Amid rising crude oil prices above $100 a barrel and geopolitical uncertainty, Narayan feels retail inflation could average 6% in the next financial year starting April - instead of the 4.5% forecast by the RBI. India, which is dependent on imports to meet around 85% of its oil needs, expects pump prices to rise after the elections to key states end this month.
"If the government decides to pass on even half of the effect, the inflation numbers based on oil prices could be higher," said Soumya Kanti Ghosh, an economist at State Bank of India.
According to estimates by Saugata Bhattacharya, chief economist, Axis Bank Ltd., a 10% increase in retail prices of gasoline, diesel and liquefied petroleum gas could result in an increase of 50 to 55 basis points in consumer prices over the course of a year.

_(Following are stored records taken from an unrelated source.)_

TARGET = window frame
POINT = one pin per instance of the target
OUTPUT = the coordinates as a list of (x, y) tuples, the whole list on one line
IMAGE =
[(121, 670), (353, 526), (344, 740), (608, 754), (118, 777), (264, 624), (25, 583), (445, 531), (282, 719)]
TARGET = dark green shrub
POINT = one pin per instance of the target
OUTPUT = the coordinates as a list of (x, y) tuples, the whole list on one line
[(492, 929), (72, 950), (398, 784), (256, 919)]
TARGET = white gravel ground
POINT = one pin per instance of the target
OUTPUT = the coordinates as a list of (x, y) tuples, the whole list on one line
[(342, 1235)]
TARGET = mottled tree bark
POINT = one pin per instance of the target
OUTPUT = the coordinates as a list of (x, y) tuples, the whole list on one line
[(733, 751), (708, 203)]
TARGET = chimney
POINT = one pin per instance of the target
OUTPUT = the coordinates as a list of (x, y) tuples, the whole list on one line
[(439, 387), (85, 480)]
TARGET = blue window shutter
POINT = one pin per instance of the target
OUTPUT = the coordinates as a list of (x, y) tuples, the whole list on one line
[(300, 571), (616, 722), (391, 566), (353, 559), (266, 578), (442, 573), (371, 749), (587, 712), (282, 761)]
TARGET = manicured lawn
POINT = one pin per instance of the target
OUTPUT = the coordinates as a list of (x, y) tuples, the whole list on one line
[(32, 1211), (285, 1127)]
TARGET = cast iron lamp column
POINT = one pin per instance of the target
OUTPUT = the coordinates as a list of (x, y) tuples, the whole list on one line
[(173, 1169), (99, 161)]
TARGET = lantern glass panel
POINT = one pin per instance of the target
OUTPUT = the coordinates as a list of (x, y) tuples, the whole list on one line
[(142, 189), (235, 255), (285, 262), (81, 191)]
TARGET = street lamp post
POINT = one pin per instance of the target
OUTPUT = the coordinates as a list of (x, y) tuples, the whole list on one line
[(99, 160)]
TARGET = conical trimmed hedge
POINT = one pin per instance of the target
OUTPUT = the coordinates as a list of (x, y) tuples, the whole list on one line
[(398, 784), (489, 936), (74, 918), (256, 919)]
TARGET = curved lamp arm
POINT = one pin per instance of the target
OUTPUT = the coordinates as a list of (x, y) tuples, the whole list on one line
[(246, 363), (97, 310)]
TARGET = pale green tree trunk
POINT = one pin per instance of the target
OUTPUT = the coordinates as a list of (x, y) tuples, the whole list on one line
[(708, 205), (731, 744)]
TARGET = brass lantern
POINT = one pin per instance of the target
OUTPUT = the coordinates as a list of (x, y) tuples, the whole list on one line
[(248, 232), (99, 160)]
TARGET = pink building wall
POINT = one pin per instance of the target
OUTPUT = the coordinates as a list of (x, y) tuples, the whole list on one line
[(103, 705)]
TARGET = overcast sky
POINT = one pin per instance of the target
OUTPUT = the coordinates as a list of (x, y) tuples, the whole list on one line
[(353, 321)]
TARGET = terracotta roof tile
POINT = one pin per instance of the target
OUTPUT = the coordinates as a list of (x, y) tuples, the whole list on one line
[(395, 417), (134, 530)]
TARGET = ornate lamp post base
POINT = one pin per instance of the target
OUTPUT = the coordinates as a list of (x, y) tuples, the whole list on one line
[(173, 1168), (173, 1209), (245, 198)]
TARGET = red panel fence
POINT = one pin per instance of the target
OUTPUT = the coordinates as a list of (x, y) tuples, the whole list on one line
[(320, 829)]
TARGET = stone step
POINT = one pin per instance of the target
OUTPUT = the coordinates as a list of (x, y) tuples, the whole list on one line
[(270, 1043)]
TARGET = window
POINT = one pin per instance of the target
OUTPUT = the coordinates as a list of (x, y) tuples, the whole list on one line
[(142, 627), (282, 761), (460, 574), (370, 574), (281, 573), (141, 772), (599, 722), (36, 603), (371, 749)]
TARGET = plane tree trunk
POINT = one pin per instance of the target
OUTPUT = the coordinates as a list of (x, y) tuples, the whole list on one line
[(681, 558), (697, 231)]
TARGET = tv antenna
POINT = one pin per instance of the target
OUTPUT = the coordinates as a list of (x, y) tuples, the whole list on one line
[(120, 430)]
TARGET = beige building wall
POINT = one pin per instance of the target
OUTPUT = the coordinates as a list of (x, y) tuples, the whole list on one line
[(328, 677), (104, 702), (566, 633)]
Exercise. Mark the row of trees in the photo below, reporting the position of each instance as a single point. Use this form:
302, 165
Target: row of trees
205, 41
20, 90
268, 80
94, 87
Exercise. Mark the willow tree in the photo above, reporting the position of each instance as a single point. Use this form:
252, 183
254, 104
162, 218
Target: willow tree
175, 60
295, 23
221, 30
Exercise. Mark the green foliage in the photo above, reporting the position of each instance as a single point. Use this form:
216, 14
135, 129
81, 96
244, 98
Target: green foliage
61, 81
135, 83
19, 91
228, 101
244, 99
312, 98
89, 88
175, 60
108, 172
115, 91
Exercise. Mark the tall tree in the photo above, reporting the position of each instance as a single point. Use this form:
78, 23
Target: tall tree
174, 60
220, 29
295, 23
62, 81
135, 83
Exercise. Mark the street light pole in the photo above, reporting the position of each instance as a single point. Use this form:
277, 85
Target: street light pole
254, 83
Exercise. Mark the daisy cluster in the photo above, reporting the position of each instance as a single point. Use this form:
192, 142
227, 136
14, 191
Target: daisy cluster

Still, the central bank may shy away from raising interest rates as it reconciles its roles of fighting inflation, supporting growth, and managing the government's issuance of debt. Russia's invasion of Ukraine is a risk to India's budget math, as it could sabotage the government's plan to raise money from asset sales, while possibly leaving some revenue to save consumers from the burden of expensive crude. gives.
Any cut in excise duty to offset the impact on retail fuel prices could undermine the government's fiscal deficit target, which was worked out in the range of $70-$75 per barrel depending on oil. Those calculations are now out the window with Brent touching $139 a barrel on Monday. Prime Minister Narendra Modi's administration is also reconsidering the timing of its proposed share sale in Life Insurance Corp., which could slash revenues and widen the budget gap that is already the largest in the world.
While India has refused to borrow more this fiscal to bridge the gap, its loan plan for the year beginning April 1 is on record, necessitating a cheaper interest rate. .
Soumyajit Niyogi, Associate Director, India Ratings and Research said, “The sharp rise in energy prices and the impact of other commodity prices will pose further challenges to the growth-inflation dynamics. "While global central banks may still go for monetary tightening, domestically RBI is expected to continue with a wait-and-watch policy."
Greater risk
Expensive crude could widen the country's current account deficit, the biggest trade measure, and weigh on the local currency, which had already hit a record low on Monday.
Gaurav Kapur, Chief Economist, IndusInd Bank Ltd, said, "Continuing depreciation of rupee due to widening trade deficit and Fed tightening, could be another source of imported inflation."
According to Anubhuti Sahay, chief economist, Mumbai-based South Asia, Standard Chartered plc, the price shock of crude could reduce economic growth in India by 60 basis points.